Туловище под одеялом зашевелилось.
Установила приличное расстояние между бутылкой и стаканом и начала переливать ее содержимое в стеклянную тару. Звук живительной жидкости для девушки с Великого Бодуна стал воскрешающим. Из-под одеяла высунулась рука и сжала и разжала пальцы, призывая меня сжалиться и дать хоть каплю чудодейственной минералки.
Отставила бутылку на тумбочку и вместо стакана вложила в Юлькину руку старательно сложенную мной фигу.
Пальцы подруги неловко ощупали мой презент и пришли к выводу, что это не те дроиды, что она ищет. Из-под одеяла послышался жалобный хрип.
- Маша, - таким голосом, должно быть, старуха с косой разговаривает. – Дай.

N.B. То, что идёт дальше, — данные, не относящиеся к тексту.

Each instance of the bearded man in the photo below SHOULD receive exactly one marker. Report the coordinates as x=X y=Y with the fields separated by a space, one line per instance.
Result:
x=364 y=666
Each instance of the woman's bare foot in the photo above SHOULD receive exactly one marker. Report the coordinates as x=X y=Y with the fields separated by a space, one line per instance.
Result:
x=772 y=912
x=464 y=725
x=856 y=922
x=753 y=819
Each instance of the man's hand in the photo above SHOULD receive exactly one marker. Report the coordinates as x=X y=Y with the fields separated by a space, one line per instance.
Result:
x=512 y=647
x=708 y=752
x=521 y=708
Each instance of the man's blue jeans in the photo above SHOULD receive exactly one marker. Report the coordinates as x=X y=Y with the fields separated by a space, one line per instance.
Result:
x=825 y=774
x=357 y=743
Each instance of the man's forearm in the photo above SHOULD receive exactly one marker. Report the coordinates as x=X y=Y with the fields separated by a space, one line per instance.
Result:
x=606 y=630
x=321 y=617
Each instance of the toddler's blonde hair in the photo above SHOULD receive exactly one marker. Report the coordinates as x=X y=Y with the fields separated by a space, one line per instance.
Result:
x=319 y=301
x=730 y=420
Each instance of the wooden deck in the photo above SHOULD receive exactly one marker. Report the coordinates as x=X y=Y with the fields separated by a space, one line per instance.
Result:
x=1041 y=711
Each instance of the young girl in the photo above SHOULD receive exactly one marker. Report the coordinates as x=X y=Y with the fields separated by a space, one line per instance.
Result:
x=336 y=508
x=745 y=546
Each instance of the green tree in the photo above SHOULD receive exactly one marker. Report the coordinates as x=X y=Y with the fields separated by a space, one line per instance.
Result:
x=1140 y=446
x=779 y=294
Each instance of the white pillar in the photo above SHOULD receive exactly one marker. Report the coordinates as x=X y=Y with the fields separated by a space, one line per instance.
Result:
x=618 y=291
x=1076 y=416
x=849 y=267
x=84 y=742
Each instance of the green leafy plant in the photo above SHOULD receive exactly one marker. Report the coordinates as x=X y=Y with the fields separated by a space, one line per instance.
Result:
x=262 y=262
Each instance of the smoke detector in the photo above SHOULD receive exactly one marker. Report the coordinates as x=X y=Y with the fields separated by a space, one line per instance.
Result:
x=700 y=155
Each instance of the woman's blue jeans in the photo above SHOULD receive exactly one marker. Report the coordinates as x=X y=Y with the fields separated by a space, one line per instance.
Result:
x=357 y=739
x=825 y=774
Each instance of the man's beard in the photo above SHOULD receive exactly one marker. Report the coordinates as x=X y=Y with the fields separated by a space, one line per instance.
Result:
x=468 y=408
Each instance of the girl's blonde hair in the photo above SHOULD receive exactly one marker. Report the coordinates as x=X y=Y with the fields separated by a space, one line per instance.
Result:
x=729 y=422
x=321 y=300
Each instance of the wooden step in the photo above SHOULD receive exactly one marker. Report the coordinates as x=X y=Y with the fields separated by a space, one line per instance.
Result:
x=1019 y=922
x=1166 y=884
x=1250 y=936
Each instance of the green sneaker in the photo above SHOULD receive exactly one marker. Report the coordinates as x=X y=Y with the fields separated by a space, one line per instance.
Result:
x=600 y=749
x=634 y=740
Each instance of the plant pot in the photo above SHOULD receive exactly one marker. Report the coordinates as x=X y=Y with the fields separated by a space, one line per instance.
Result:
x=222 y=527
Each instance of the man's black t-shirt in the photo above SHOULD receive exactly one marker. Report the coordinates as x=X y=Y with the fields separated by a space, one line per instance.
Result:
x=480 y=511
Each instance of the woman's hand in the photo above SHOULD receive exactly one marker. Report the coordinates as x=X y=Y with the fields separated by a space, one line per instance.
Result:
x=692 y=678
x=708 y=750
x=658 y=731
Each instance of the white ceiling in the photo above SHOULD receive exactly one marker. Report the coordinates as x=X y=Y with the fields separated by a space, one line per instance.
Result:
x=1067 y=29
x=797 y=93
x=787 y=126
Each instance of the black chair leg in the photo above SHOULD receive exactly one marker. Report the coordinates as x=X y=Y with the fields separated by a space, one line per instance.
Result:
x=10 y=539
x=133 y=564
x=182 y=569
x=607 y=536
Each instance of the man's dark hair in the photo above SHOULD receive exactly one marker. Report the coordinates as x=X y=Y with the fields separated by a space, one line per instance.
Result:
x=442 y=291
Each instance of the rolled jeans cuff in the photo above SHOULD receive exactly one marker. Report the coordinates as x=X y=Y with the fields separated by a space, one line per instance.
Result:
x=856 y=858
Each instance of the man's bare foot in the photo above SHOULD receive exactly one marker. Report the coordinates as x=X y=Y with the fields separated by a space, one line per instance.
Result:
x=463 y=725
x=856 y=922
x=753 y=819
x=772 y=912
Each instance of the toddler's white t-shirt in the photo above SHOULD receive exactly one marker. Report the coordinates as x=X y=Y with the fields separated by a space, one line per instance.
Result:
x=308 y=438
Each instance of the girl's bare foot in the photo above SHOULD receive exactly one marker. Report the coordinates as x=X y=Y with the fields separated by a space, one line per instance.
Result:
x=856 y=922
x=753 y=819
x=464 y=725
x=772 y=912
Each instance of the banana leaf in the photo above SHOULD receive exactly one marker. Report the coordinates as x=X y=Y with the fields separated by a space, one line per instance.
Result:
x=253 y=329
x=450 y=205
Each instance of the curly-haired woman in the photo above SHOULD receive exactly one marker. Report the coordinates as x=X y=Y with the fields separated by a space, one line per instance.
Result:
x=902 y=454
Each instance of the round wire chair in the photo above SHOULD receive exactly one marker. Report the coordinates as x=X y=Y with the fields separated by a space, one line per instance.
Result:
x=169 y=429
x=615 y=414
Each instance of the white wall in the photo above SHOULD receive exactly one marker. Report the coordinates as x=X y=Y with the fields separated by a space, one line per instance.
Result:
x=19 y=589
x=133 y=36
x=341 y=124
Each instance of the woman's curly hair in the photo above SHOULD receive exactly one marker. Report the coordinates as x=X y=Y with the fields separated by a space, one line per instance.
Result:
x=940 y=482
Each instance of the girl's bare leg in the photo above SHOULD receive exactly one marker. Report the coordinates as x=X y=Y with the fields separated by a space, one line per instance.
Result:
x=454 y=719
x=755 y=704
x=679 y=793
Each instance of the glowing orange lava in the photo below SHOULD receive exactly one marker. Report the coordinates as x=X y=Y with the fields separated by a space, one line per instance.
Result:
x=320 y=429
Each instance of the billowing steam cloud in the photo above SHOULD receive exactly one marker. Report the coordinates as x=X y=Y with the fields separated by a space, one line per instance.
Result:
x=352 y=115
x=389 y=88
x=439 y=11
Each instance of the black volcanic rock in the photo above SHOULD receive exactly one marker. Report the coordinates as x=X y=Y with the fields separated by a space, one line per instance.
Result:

- А кто это нас там такой капризуля? А кто это ночью Машеньке спать не давал и песни громко пел? – стягивала с нее одеяло, приговаривая елейным голоском. – А кто это ночью ел сосиски прямо с упаковкой? А кто потом хотел измазать Жедимкину дверь арахисовой пастой, чтобы он решил, что это какульки, а потом спалился коменде да так, что та решила, что ты в какульку настолько, что даже в себе её не удержала? А кто потом демонстративно обсасывал пальцы с этой арахисовой пастой и чуть не довела до рвоты коменду и даже меня, хотя я знала, что это не то, о чем можно было бы подумать? Кто у нас так плохо себя вел ночью? Правильно, Юленька.
- Правда? – показала она свои пристыженные глазки с размазанной тушью под ними. – Коменда меня видела?
- О, ты была звездой сегодняшней ночи! Я думаю, она тебя после этого еще долго будет помнить.
- Блин! – завыла подруга и снова спряталась под одеялом. – Это всё Дима виноват.
- Да? И чем же он провинился? Оказался недостаточно сладок для тебя?
Тяжелый вздох.
- Он вчера к другой клеился. Вернее, она к нему, а он повелся, - пробубнила она.
- Какая печальная печаль, - сыронизировала я. – Держи минералочку, королева мятого арахиса.
- Как стыдно-то, господи! - высунулась она из-под одеяла и осушила стакан в несколько глотков. Сменила стакан на бутылку и отпила из нее, но уже с меньшей жадностью. Затем прислонила её ко лбу и с облегчением закрыла глаза. – Я теперь не выйду из комнаты.
- Да ладно тебе, - попыталась я ее успокоить и устроилась на своей кровати в позе лотоса. – Думаю, коменда и не такое за все свое время работы видела. Сомневаюсь, что ты ее сильно удивила.
- Капе-ец! – посокрушалась она еще немного о себе и неожиданно перевела стрелки. – Это ты всё виновата!
- Я?! – от удивления чуть не лопнули глаза.
- Ты! – подтвердила Юля. – Если бы ты пошла со мной, то не дала бы мне так нализаться.
- Ну, да, - закивала я активно. – Я бы тебе дала нализаться по-другому.
- Как же башка болит, - простонала Юля и прикрыла глаза. – Кто, говоришь, меня принес?
- Тимоха. Красивую такую. Лохматую, поющую репертуар Ленинграда.
- Стыдоба-то какая.
- Да, ладно. Прикольно было. Ты такая милая, когда нифига не соображаешь. Даже в любви мне призналась раз шестьсот.
- Ну, хоть что-то хорошее за вечер сделала, - наконец, улыбнулась она и оглядела меня одним прищуренным глазом. – А ты куда собралась?
- Я уже вернулась, вообще-то. В мире трезвых уже обед.
- Да? – подруга схватила телефон с тумбочки и взглянула на часы. – Почти час дня. Кошмар. И куда ты ходила?
- На работу устраивалась.
- Зачем? – искренне удивилась девушка. – Родители же есть!
- А кто это у нас так плотненько на родительской шее сидит? Кто у нас великовозрастный нахлебник? – сузила я глаза, снова наступая на девушку елейным голосом.
- Юленька? – спросила она неуверенно.
- Молодчинка какая!
- Отстань, - отмахнулась та и снова закрыла глаза. – Кстати, Соколовский вчера расстроился, когда увидел, что я без тебя пришла.